Tra le funzioni dell’agenzia anche il mantenimento in esercizio delle infrastrutture per la navigazione fluviale, a partire dalle conche di navigazione, e Adria,capofila del tavolo di coordinamento per la risoluzione del problema dei rifiuti galleggianti che si accumulano nella conca di Baricetta, ne fa parte a pieno titolo, come per il progetto in attuazione per la  realizzazione del diaframma anti-filtrazione all’interno dell’argine sinistro del Po all’altezza di Cavanella, previsto entro l’anno.

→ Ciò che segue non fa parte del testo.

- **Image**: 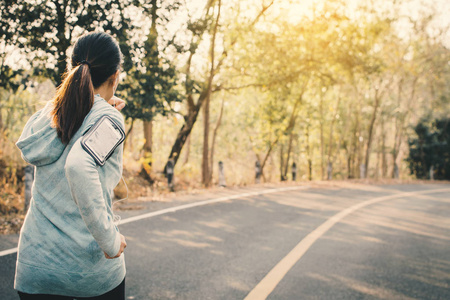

Un intervento di miglioramento di sicurezza idraulica a valle dell’elettrodotto Terna, che prevede in sostanza la realizzazione di una parete verticale messa per impermeabilizzare la scarpata arginale i terreni sotto l’argine che sono sede di moti di infiltrazione che poi a lato campagna (al di là dell’argine) provocano l’effetto dei fontanazzi nei periodi di piena del fiume.

"Un’opera pubblica che costerà 2 milioni e 100mila euro di fondi pubblici che interesserà un tratto esteso di 500 metri e profondo 30 metri sull’argine sinistro e per questo motivo,  ci attiveremo come comune, per assicurare la pubblica incolumità  e consentire lo svolgimento in sicurezza delle attività di cantiere che interferiranno in maniera mirata con la strada arginale". Conclude il primo cittadino adriese.